Le président cubain Miguel Díaz-Canel a déclaré, lors d'un entretien avec Pablo Iglesias, être prêt à donner sa vie pour la Révolution, tout en détaillant les effets du blocus américain et les efforts déployés en faveur de la souveraineté énergétique.
Miguel Díaz-Canel Bermúdez, premier secrétaire du Comité central du Parti communiste de Cuba et président de la République, a récemment accordé un entretien au politologue espagnol Pablo Iglesias Turrión sur la plateforme numérique Canal Red, diffusé dans l'émission Mesa Redonda. Depuis le Palais de la Révolution à La Havane, Díaz-Canel a abordé la situation actuelle de Cuba, marquée par le blocus économique, commercial et financier imposé par les États-Unis.
Díaz-Canel a expliqué que l'intensification du blocus depuis 2019, notamment avec l'application du titre III de la loi Helms-Burton et l'inscription de Cuba sur la liste des pays soutenant prétendument le terrorisme, a conduit à une persécution financière et énergétique. "Nous n'avons pas eu une seule goutte de carburant entrant dans le pays pendant trois mois", a-t-il souligné, provoquant des pannes d'électricité et des pénuries de nourriture, de médicaments et de transports.

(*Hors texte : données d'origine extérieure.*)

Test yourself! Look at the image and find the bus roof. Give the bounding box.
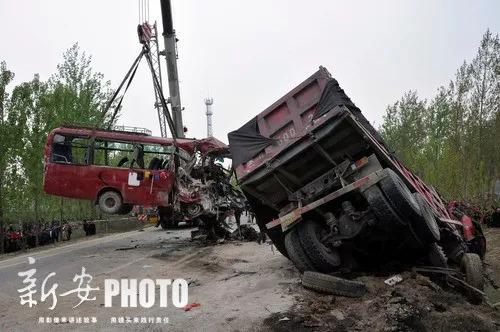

Face à ces défis, le président a mis en avant une "résistance créative" : le développement de vaccins cubains contre la COVID-19 (trois candidats sur cinq), de ventilateurs, et d'adaptations communautaires telles que des cuisines partagées et des tricycles électriques. Dans le domaine de l'énergie, Cuba a installé 1 000 MW de parcs photovoltaïques l'année dernière, portant la production renouvelable de 3 % à 10 %.
Concernant le dialogue avec les États-Unis, il a confirmé la tenue de discussions avec des responsables du département d'État, facilitées par des médiateurs internationaux et guidées par le général d'armée Raúl Castro. "Nous sommes disposés à bâtir une relation civilisée entre voisins", a-t-il déclaré, mais sans conditions affectant la souveraineté cubaine.
Enfin, Díaz-Canel a souligné la préparation défensive : "Nous donnerions nos vies pour la Révolution", faisant référence à un commentaire devenu viral du troubadour Silvio Rodríguez.